Vous aurez peut-être remarqué que si plus de 40% des Américains et Québécois ne paient pas d’impôts, mais que seulement entre 6 et 9% d’entre eux sont au chômage, c’est qu’il y a énormément de gens qui ont des emplois très peu payés — en plus des retraités pauvres qui ne sont plus dans la population active.

Non, le vrai scandale ne réside pas dans le fait qu’une proportion significative de la population ne paie pas d’impôts. Il réside dans le fait que l’évolution du marché de l’emploi, et des inégalités de revenus, fait en sorte que l’écart se creuse sans cesse entre l’emploi de base, peu rémunéré, et les salaires de plus en plus importants des hauts salariés, pour ne rien dire des cadres supérieurs d’entreprise.

Le Québec, comme plusieurs pays européens, résiste plus que le reste de l’Amérique du Nord à ce phénomène — surtout aux USA où ces inégalités de revenus sont aujourd’hui revenus à ses niveaux des années folles, avant la crise de 1930.

Plusieurs mécanismes sont à l’œuvre dans ces écarts grandissants, entre gens qui travaillent. Mais un mécanisme a été prévu, justement pour corriger ces écarts: l’impôt sur le revenu.

Plus les écarts entre salariés sont grands, plus la redistribution devrait être forte et plus, donc, devrait être importante la proportion de citoyens qui ne paient pas d’impôts.

C’est ce principe élémentaire qui semble en voie de disparition, par les temps — et les budgets — qui courent.

(Voir aussi ici, le  blogue de Darwin sur le même sujet. )

Merci à l’alertinternaute Simon pour ce signalement.

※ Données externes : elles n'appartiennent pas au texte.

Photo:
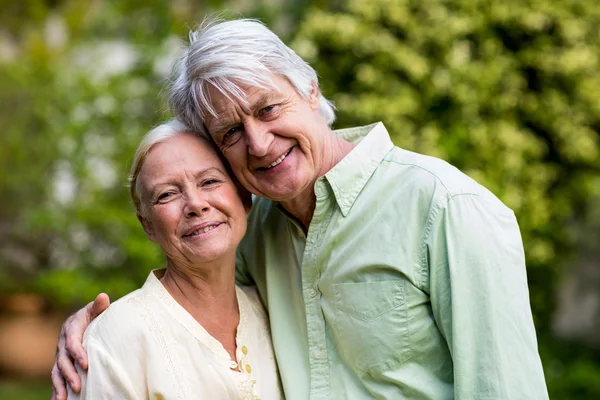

Note en petits caractères :

Les billets « Temps durs pour les détracteurs du modèle québécois » ne prétendent pas que tout est parfait au Québec, tant s’en faut. L’auteur a d’ailleurs proposé, dans ses ouvrages et sur ce blogue, des réformes nombreuses et importantes visant à surmonter plusieurs des importants défis auxquels le Québec est confronté. Cependant, la série permet de percer quelques trous dans le discours ambiant qui tend à noircir la situation globale du Québec qui, pourtant, affiche d’assez bons résultats comparativement aux autres sociétés semblables.